Lavoro giovanile di Gaspare Spontini riemerso dopo due secoli di oblio, Le metamorfosi di Pasquale è una farsa apparsa al San Moisè di Venezia nel gennaio 1802, e subito dimenticata. Il compositore marchigiano, dopo aver battuto con scarsi risultati vari teatri italiani, decise di cercar maggior fortuna in Francia, dove consegnò ai teatri imperiali ed alla storia i travolgenti successi de La vestale (1807) e del Fernand Cortez (1809).
I primi cimenti di un giovane compositore
Spontini conservò sempre, con grande cura, i suoi manoscritti giovanili, gelosamente custoditi poi dalla vedova Céleste Érard. Alla morte di quest'ultima, parte del tesoro arrivò nella biblioteca del maniero belga di Hingene, vicino ad Anversa, già proprietà dei Duchi d'Ursel. E rimase celato sugli scaffali. I lavori qui da poco riscoperti dai ricercatori del Conservatorio Reale di Anversa sono ben quattro: oltre a Le metamorfosi, la cantata celebrativa L'eccelsa gara, e le due opere buffe Il quadro parlante ed Il geloso e l'audace. Ne sentiremo notizia negli anni a venire.
Le metamorfosi di Pasquale, o sia Tutto è illusione nel mondo fu intonata su libretto del Foppa, quello delle successive farse rossiniane. Al centro la figura di Pasquale, che dopo lungo vagabondare torna misero ed affamato al suo paese.
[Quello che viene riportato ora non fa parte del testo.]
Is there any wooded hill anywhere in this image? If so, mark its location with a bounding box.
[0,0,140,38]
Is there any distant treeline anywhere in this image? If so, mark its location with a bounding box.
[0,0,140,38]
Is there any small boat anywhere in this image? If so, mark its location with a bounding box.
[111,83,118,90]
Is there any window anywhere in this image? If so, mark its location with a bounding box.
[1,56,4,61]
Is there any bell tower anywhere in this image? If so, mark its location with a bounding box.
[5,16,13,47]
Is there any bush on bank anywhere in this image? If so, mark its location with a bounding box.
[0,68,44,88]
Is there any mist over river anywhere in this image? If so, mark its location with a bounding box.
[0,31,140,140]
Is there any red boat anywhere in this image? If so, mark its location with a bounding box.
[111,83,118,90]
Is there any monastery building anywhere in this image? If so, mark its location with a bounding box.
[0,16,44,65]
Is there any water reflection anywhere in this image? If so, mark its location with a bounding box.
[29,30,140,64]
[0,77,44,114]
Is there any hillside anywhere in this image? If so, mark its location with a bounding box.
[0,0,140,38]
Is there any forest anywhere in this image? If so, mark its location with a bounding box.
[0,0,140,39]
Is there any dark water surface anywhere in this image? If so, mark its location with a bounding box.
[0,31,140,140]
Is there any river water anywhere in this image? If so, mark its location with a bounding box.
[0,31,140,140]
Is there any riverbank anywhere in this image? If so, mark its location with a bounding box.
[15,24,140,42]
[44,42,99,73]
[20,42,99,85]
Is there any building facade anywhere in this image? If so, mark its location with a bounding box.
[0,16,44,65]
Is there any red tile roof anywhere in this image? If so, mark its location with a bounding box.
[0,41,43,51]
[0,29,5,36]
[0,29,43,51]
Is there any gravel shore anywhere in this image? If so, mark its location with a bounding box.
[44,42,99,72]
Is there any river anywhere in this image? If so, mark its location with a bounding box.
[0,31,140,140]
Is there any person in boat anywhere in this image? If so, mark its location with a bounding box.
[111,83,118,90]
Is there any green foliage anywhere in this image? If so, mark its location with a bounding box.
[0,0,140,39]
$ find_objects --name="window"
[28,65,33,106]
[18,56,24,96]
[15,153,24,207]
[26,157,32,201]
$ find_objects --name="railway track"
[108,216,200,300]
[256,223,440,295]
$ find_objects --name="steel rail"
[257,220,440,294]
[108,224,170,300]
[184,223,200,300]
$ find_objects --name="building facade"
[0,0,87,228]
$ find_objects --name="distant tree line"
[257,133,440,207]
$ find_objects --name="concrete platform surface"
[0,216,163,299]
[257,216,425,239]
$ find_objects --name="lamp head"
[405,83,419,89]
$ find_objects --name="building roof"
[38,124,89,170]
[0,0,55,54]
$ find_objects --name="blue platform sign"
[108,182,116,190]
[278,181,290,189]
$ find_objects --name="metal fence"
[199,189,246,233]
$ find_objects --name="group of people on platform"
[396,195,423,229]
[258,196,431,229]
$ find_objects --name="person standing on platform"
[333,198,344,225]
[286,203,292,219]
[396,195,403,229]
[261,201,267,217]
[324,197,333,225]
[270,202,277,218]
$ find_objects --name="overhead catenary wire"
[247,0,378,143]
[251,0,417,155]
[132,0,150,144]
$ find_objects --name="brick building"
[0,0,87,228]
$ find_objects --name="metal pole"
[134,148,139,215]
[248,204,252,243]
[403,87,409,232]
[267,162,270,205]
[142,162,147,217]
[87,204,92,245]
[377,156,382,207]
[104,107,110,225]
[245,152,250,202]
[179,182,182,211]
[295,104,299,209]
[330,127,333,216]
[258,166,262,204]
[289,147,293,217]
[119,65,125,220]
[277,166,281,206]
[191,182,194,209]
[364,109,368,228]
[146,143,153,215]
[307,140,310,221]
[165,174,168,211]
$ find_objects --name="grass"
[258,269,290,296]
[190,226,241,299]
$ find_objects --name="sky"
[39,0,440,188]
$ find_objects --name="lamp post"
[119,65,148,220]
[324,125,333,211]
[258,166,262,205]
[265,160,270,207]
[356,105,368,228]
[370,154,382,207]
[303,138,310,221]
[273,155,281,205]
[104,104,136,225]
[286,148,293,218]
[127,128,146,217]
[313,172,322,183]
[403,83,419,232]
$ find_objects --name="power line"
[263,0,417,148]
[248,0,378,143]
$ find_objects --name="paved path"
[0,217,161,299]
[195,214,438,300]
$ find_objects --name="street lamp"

Qui vorrebbe magari gabbare qualcuno, ma cade invece vittima d'una burla crudele orchestrata da Lisetta, intenzionata a vendicarsi d'essere stata da lui abbandonata prima delle nozze. Soggetto debole, ma grazioso trattamento musicale che mostra però i limiti d'un compositore ancora acerbo, incapace sia di sottrarsi dall'orbita della scuola napoletana, sia di concepire al momento una propria cifra stilistica. La troverà più tardi, rivelandosi comunque compositore assai più incline al genere serio e grandioso. Nondimeno, pur nell'approccio convenzionale all'argomento ed ai personaggi, non mancano felici spunti melodici, mentre il trattamento dell'orchestra rivela già una non comune ricerca di varietà, in timbri e colori. Si intravedono insomma i germi della strepitosa inventiva strumentale che esploderà nei capolavori francesi e nel grande affresco romantico di Agnese von Hohenstaufen. Conquistandosi, com'è noto, l'ammirazione sincera di Berlioz.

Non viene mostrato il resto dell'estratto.